Actually, that example is a nice use of semantic styles. You can create “WT Protein”, “M Protein”, “WT Gene” and “M Gene” character styles. Each style uses normal case/small caps/italic to visualise each type in the editor (use a font that has real smallcaps, assign using the typography panel, looks better in the editor). In the Compiler, you convert using:

WT Protein prefix: “[” | suffix: “]{.smallcaps}”
M Protein prefix: “” | suffix" “”
WT Gene prefix: “[" | suffix: "]{.smallcaps}
M Gene prefix: “" | suffix: "

This means you can use meaningful semantic styles that visually follow the conventions and work in both the Editor and the Compiler, with a flexibility to change this mapping in the future (though I doubt such meaning>form conventions will change in this case!)

Thank you, nontropppo, for the suggestion. I was more referring to the fact that though I share the guiding principle of separating content from form, sometimes content conveys ambiguous meaning and that ambiguity is resolved through the form by which that content is expressed. But I do appreciate you relating this tangential observation of mine, to Scrivener styles — after all, that’s what members of this Forum come here for: not to learn about my questionable opinions, so thank you for keeping me in check.

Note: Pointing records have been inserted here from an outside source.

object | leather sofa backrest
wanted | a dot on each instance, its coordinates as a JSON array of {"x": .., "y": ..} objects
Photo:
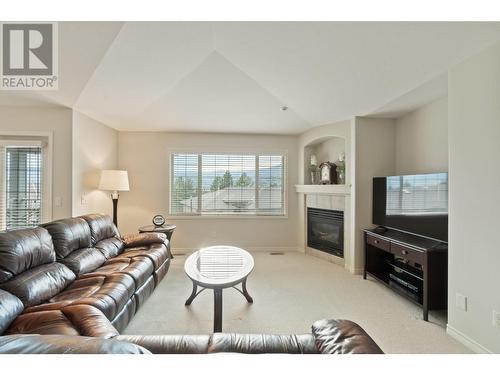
[
  {"x": 104, "y": 234},
  {"x": 101, "y": 227},
  {"x": 10, "y": 308},
  {"x": 59, "y": 344},
  {"x": 72, "y": 240},
  {"x": 24, "y": 249},
  {"x": 28, "y": 268},
  {"x": 343, "y": 337},
  {"x": 69, "y": 235}
]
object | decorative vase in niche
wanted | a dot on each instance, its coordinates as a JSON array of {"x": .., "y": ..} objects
[
  {"x": 341, "y": 169},
  {"x": 340, "y": 176},
  {"x": 314, "y": 174}
]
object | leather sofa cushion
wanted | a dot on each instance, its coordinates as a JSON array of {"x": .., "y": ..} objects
[
  {"x": 10, "y": 308},
  {"x": 261, "y": 343},
  {"x": 23, "y": 249},
  {"x": 57, "y": 344},
  {"x": 79, "y": 320},
  {"x": 84, "y": 260},
  {"x": 343, "y": 337},
  {"x": 170, "y": 344},
  {"x": 144, "y": 239},
  {"x": 69, "y": 235},
  {"x": 107, "y": 293},
  {"x": 101, "y": 227},
  {"x": 39, "y": 284},
  {"x": 158, "y": 253},
  {"x": 110, "y": 247},
  {"x": 139, "y": 268}
]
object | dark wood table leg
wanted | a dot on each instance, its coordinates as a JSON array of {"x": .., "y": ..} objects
[
  {"x": 426, "y": 289},
  {"x": 245, "y": 292},
  {"x": 193, "y": 294},
  {"x": 217, "y": 310},
  {"x": 364, "y": 248},
  {"x": 169, "y": 238}
]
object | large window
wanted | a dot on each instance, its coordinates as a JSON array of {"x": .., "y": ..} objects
[
  {"x": 215, "y": 184},
  {"x": 21, "y": 187}
]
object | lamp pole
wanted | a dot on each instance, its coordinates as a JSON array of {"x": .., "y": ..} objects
[{"x": 115, "y": 197}]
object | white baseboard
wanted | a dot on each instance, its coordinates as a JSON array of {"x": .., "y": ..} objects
[
  {"x": 252, "y": 249},
  {"x": 467, "y": 341}
]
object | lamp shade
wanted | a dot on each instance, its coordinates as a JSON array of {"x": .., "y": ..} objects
[{"x": 114, "y": 180}]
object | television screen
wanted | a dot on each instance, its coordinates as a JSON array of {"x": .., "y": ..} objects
[{"x": 414, "y": 203}]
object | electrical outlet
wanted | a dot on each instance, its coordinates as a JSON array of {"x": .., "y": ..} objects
[
  {"x": 496, "y": 318},
  {"x": 461, "y": 301}
]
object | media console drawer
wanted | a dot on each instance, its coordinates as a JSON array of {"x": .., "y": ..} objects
[
  {"x": 407, "y": 253},
  {"x": 378, "y": 242}
]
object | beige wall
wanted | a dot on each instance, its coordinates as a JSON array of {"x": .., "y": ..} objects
[
  {"x": 95, "y": 147},
  {"x": 146, "y": 157},
  {"x": 422, "y": 139},
  {"x": 374, "y": 156},
  {"x": 474, "y": 172},
  {"x": 58, "y": 122}
]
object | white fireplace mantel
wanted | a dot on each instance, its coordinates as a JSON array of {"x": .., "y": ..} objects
[{"x": 323, "y": 189}]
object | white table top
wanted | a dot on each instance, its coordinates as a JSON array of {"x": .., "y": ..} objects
[{"x": 219, "y": 266}]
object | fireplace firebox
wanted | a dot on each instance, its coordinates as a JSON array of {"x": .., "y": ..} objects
[{"x": 325, "y": 231}]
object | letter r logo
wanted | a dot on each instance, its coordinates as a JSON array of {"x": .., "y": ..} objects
[{"x": 27, "y": 49}]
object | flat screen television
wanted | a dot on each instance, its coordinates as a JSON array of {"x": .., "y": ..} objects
[{"x": 415, "y": 204}]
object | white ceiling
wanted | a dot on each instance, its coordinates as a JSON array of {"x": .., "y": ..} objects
[{"x": 235, "y": 76}]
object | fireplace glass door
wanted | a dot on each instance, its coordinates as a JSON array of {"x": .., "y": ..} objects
[{"x": 325, "y": 231}]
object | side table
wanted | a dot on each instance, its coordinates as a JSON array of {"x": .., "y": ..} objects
[{"x": 167, "y": 229}]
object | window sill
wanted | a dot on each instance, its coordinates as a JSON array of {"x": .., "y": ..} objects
[{"x": 225, "y": 217}]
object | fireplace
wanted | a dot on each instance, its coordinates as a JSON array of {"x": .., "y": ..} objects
[{"x": 325, "y": 230}]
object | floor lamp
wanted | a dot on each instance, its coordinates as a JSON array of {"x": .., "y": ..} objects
[{"x": 115, "y": 181}]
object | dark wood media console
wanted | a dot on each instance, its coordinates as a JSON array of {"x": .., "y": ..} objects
[{"x": 413, "y": 266}]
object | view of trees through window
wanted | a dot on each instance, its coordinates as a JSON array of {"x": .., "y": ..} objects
[{"x": 222, "y": 183}]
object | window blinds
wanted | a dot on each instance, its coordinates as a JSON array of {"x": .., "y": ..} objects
[
  {"x": 20, "y": 187},
  {"x": 211, "y": 183}
]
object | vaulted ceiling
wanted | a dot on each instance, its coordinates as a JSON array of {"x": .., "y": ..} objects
[{"x": 235, "y": 77}]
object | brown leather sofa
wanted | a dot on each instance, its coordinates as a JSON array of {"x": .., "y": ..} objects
[{"x": 72, "y": 285}]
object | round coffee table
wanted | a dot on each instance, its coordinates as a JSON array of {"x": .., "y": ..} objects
[{"x": 219, "y": 267}]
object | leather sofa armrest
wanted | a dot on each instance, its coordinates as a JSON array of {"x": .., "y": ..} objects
[
  {"x": 170, "y": 344},
  {"x": 59, "y": 344},
  {"x": 144, "y": 239},
  {"x": 343, "y": 337}
]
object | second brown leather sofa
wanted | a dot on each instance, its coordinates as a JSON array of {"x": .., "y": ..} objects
[{"x": 71, "y": 286}]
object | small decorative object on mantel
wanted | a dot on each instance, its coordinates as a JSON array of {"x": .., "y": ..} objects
[
  {"x": 328, "y": 174},
  {"x": 158, "y": 220},
  {"x": 313, "y": 169},
  {"x": 341, "y": 169}
]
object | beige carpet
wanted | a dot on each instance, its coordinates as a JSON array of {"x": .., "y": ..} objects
[{"x": 290, "y": 292}]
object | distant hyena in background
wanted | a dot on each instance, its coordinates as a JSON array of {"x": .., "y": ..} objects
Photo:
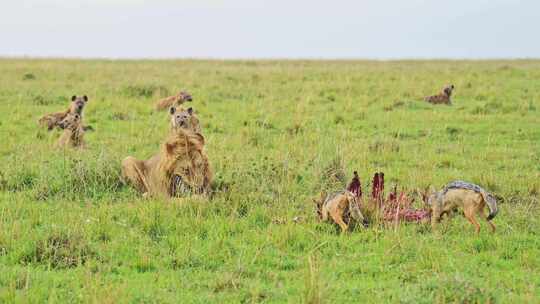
[
  {"x": 53, "y": 120},
  {"x": 443, "y": 97},
  {"x": 173, "y": 101},
  {"x": 73, "y": 135}
]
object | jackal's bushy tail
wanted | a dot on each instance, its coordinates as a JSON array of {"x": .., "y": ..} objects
[
  {"x": 354, "y": 209},
  {"x": 492, "y": 204}
]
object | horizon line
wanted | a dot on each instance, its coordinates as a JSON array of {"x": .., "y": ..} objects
[{"x": 255, "y": 58}]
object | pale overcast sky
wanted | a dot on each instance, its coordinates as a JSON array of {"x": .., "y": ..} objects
[{"x": 374, "y": 29}]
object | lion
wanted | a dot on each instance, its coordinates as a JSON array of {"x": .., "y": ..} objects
[
  {"x": 77, "y": 105},
  {"x": 443, "y": 97},
  {"x": 180, "y": 167},
  {"x": 73, "y": 135},
  {"x": 173, "y": 101}
]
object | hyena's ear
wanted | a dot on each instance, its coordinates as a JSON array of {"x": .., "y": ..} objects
[{"x": 169, "y": 148}]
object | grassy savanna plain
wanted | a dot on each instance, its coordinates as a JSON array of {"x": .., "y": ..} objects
[{"x": 71, "y": 231}]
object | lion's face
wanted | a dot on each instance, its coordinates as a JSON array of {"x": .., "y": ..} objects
[
  {"x": 78, "y": 103},
  {"x": 183, "y": 119},
  {"x": 71, "y": 122}
]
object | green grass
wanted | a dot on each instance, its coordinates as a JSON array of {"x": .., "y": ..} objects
[{"x": 70, "y": 231}]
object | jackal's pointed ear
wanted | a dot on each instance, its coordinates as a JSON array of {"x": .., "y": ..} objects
[{"x": 169, "y": 148}]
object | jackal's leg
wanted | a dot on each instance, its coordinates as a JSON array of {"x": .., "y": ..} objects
[
  {"x": 470, "y": 215},
  {"x": 339, "y": 220},
  {"x": 435, "y": 217},
  {"x": 132, "y": 171},
  {"x": 493, "y": 227}
]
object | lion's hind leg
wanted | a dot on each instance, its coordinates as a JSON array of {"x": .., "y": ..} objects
[{"x": 133, "y": 171}]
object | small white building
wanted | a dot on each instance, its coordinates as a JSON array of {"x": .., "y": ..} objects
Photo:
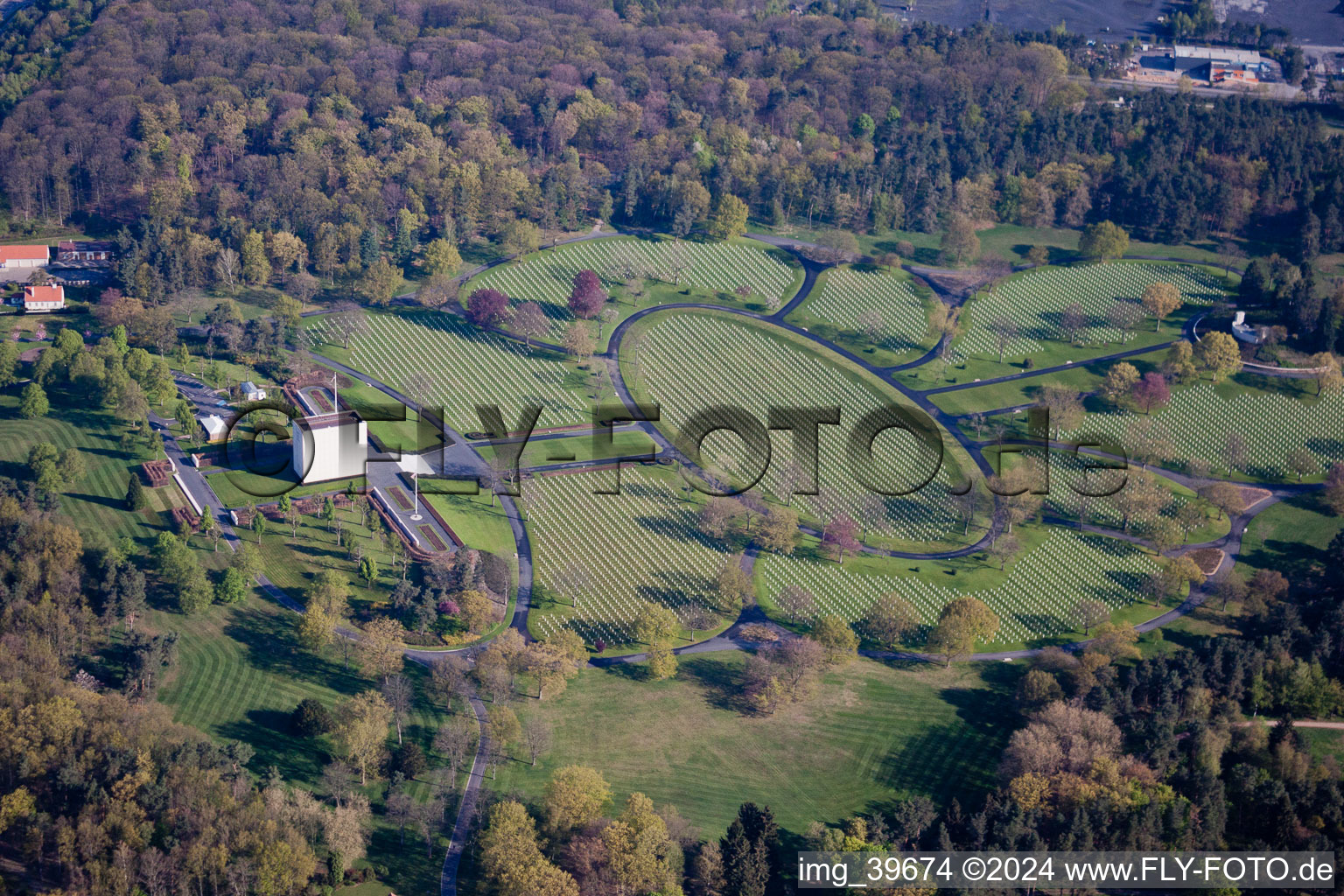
[
  {"x": 330, "y": 446},
  {"x": 14, "y": 256},
  {"x": 214, "y": 426},
  {"x": 43, "y": 298}
]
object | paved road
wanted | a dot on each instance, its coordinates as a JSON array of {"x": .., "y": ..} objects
[{"x": 466, "y": 808}]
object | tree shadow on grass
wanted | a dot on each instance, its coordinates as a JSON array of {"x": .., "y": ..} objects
[
  {"x": 266, "y": 732},
  {"x": 718, "y": 682},
  {"x": 273, "y": 648},
  {"x": 120, "y": 504},
  {"x": 1291, "y": 557}
]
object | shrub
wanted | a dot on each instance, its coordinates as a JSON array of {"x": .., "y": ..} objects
[
  {"x": 409, "y": 760},
  {"x": 310, "y": 719}
]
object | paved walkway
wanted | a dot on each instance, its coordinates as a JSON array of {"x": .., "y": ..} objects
[{"x": 463, "y": 458}]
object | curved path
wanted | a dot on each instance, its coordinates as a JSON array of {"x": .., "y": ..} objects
[{"x": 463, "y": 458}]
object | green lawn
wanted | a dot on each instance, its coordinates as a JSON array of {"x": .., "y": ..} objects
[
  {"x": 95, "y": 504},
  {"x": 578, "y": 448},
  {"x": 706, "y": 359},
  {"x": 717, "y": 270},
  {"x": 842, "y": 294},
  {"x": 1083, "y": 378},
  {"x": 1012, "y": 243},
  {"x": 867, "y": 735},
  {"x": 1291, "y": 536},
  {"x": 1324, "y": 743},
  {"x": 1033, "y": 595},
  {"x": 290, "y": 564},
  {"x": 240, "y": 488},
  {"x": 241, "y": 672},
  {"x": 461, "y": 367},
  {"x": 478, "y": 522}
]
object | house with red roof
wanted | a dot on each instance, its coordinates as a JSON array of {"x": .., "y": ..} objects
[
  {"x": 45, "y": 298},
  {"x": 12, "y": 256}
]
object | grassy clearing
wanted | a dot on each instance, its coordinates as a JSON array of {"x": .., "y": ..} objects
[
  {"x": 699, "y": 360},
  {"x": 1326, "y": 745},
  {"x": 1012, "y": 243},
  {"x": 1200, "y": 421},
  {"x": 867, "y": 735},
  {"x": 1291, "y": 536},
  {"x": 95, "y": 504},
  {"x": 715, "y": 271},
  {"x": 478, "y": 522},
  {"x": 1033, "y": 303},
  {"x": 578, "y": 448},
  {"x": 842, "y": 294},
  {"x": 461, "y": 367},
  {"x": 1073, "y": 473},
  {"x": 641, "y": 544},
  {"x": 240, "y": 488},
  {"x": 1033, "y": 595},
  {"x": 1083, "y": 378},
  {"x": 290, "y": 562},
  {"x": 241, "y": 672}
]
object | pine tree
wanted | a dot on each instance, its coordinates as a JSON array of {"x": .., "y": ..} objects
[{"x": 136, "y": 499}]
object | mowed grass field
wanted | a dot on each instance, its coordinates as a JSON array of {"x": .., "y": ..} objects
[
  {"x": 1291, "y": 536},
  {"x": 292, "y": 562},
  {"x": 241, "y": 672},
  {"x": 95, "y": 504},
  {"x": 869, "y": 734}
]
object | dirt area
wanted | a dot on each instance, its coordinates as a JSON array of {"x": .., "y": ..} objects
[{"x": 1208, "y": 559}]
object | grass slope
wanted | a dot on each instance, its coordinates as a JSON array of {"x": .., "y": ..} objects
[
  {"x": 869, "y": 734},
  {"x": 240, "y": 675}
]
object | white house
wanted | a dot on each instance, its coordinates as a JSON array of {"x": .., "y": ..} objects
[
  {"x": 214, "y": 426},
  {"x": 330, "y": 446},
  {"x": 12, "y": 256},
  {"x": 1245, "y": 332},
  {"x": 45, "y": 298}
]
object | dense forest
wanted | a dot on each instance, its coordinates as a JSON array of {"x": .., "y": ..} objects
[
  {"x": 418, "y": 120},
  {"x": 265, "y": 138}
]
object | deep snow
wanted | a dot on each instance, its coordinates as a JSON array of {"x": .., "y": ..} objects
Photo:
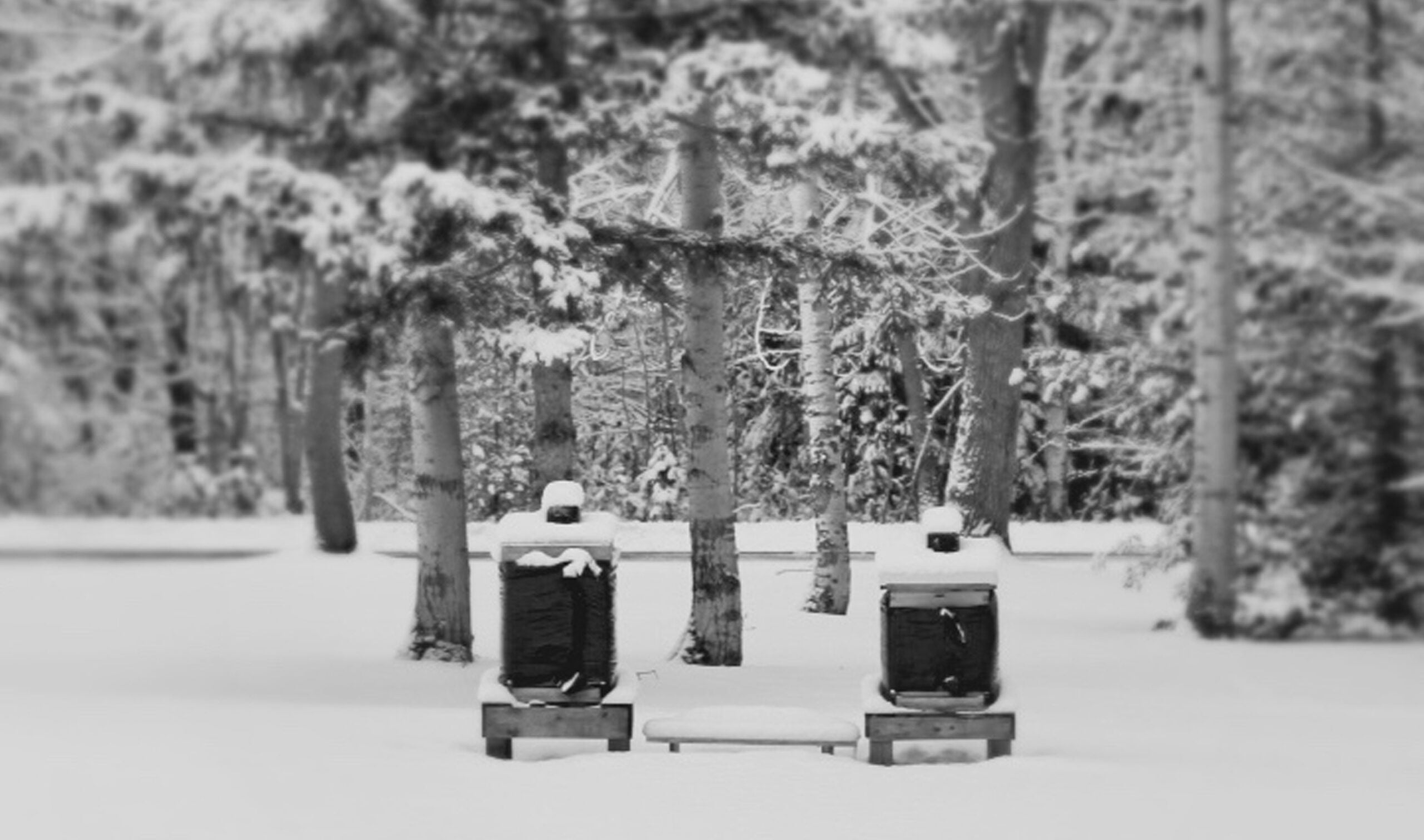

On a related note, I had some questions on the Workflow.scriv project you kindly shared with me through a different post. I was wondering whether it would be better to ask them here, there or in a new post. Of course, please feel free to ignore any of my questions: you have already been exceedingly generous with your time and have already helped me a lot! Thank you for your consideration.

Best regards,
Enrico

You can create a new post if you think it is a separate topic, or use the other thread otherwise 8)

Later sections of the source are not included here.